Data Source Management
- Add a Data Source
- Monitor Data Source
Follow these steps to add a new data source to a CrawlDesk project. This process configures the AI to crawl and index your content.
-
Access the Project Dashboard
Log in to CrawlDesk and navigate to https://app.crawldesk.com/dashboard/. Click on the desired project to open its dashboard. -
Initiate Data Source Creation
In the project dashboard, locate and click the Add Data Source button (typically found in the data sources section). -
Complete the Setup Wizard
The setup wizard, titled "Connect Your Data Source," will guide you through the following steps:- Choose Data Source Type: Select the type of data source from the available options:
- Website
- Google Doc
- Confluence
- Notion
- Google Drive
Click Next to proceed.
- Enter Details: Provide the required information:
- Name*: Enter a descriptive name for the data source (e.g., "Developer Docs").

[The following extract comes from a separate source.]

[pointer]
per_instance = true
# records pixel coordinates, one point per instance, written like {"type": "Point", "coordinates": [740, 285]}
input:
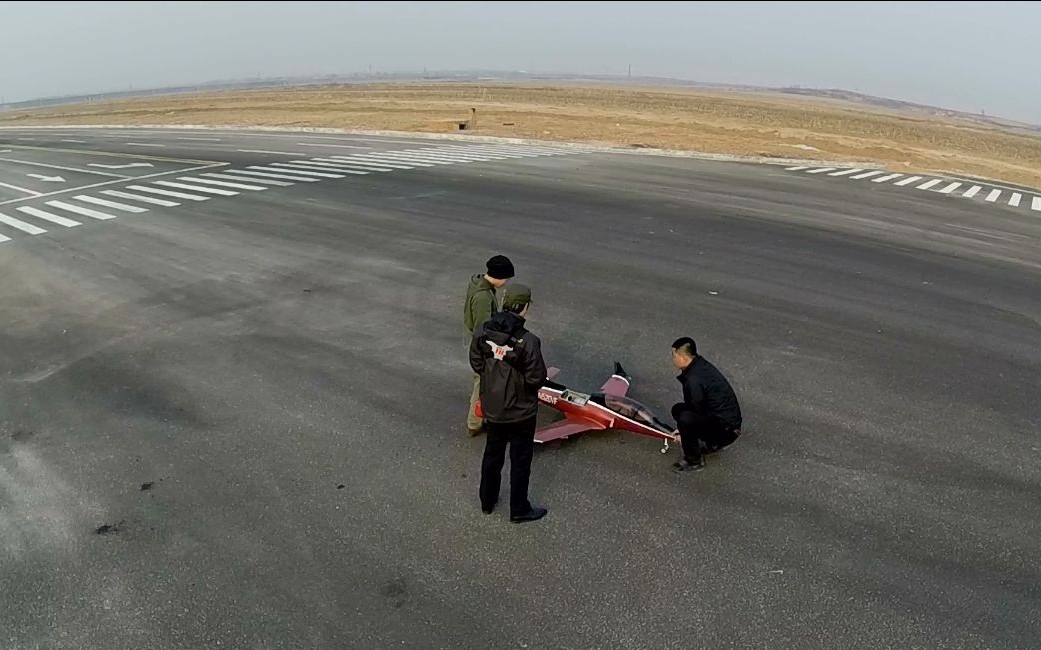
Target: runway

- Website URL* (for Website type): Specify the URL to crawl (e.g.,
https://example.com
). - Max Pages (for Website type): Set a limit for the number of pages to crawl (e.g., 10).
Use the Back button to revise or Next to continue.

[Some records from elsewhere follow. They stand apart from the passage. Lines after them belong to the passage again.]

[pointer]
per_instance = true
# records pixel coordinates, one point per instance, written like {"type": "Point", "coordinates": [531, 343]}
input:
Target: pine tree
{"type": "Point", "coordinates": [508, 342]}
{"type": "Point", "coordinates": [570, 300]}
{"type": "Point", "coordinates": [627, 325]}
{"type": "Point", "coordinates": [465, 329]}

- Review & Deploy: The wizard validates your input with the following checks:
- Validating Source
- Checking Crawling Service Health
- Adding Data to Queue
Once validated, the system confirms with "Deployment Started" and a message: "Your data source is now queued. We will notify you when deployment is complete." Click View Data Sources to return to the list.
- Choose Data Source Type: Select the type of data source from the available options:
Once a data source is added, CrawlDesk initiates crawling and indexing. You can monitor its status and progress in the Data Source List.
-
Access the Data Source List
From the project dashboard at https://app.crawldesk.com/dashboard/, navigate to the Data Sources section. This displays a table titled "Data Sources: Manage and monitor your connected data sources." -
Review Summary Metrics
The list provides an overview of all data sources:- Total Sources: Number of data sources (e.g., 1).

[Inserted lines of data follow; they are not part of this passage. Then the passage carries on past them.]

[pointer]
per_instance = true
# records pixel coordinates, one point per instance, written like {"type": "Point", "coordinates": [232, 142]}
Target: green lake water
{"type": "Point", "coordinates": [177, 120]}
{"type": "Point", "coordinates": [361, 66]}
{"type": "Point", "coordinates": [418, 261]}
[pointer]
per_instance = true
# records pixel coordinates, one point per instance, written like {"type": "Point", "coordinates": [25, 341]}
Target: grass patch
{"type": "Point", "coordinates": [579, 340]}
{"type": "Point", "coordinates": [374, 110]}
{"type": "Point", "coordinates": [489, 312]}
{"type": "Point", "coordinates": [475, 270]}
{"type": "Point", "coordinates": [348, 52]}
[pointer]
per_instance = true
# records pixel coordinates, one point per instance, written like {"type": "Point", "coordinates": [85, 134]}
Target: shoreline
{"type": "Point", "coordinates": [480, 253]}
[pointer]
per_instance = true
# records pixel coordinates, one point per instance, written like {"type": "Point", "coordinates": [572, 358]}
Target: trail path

- Active Sources: Number of fully deployed sources (e.g., 0).
- Deploying: Number of sources in progress (e.g., 1).
- Failed: Number of sources with errors (e.g., 0).
Use the search bar to filter by name, URL, or namespace, and apply filters (e.g., "All").
-
Check Individual Data Source Status
Each data source entry includes:- Name: E.g., "Developer Docs."
- Status: E.g., Inactive, Deploying, or Active.
- URL: E.g.,
https://docusaurus.io/docs/next/markdown-features/admonitions
. - Deployment Progress: Percentage complete (e.g., 0%).
- Date: Creation or last updated timestamp (e.g., Sep 27, 2025).
-
View Detailed Progress
Click on a data source (e.g., "Developer Docs") to access its detailed view, which includes:- Overview:
- Processing Overview: Progress bar (e.g., 0% Complete).
- Pages: Number processed (e.g., 0/0).
- Sections: Structured content count (e.g., 0).
- Chunks: Search-ready content units (e.g., 0).
- Logs: View crawling logs for troubleshooting.
- URLs: List of crawled URLs (e.g., 6).
- Settings: Adjust configurations (e.g.,
console.log(source)
). - Metadata: Unique ID (e.g.,
feb8e785-6241-4b19-92f3-4f33bcd04db0
), creation, and last updated dates (e.g., 27/09/2025, 17:52:52).
- Overview:
- Ensure the URL is publicly accessible or properly authenticated for crawling.
- Monitor deployment progress in the Data Source List after initiating.
- Check the "Failed" count for any issues and review logs for details.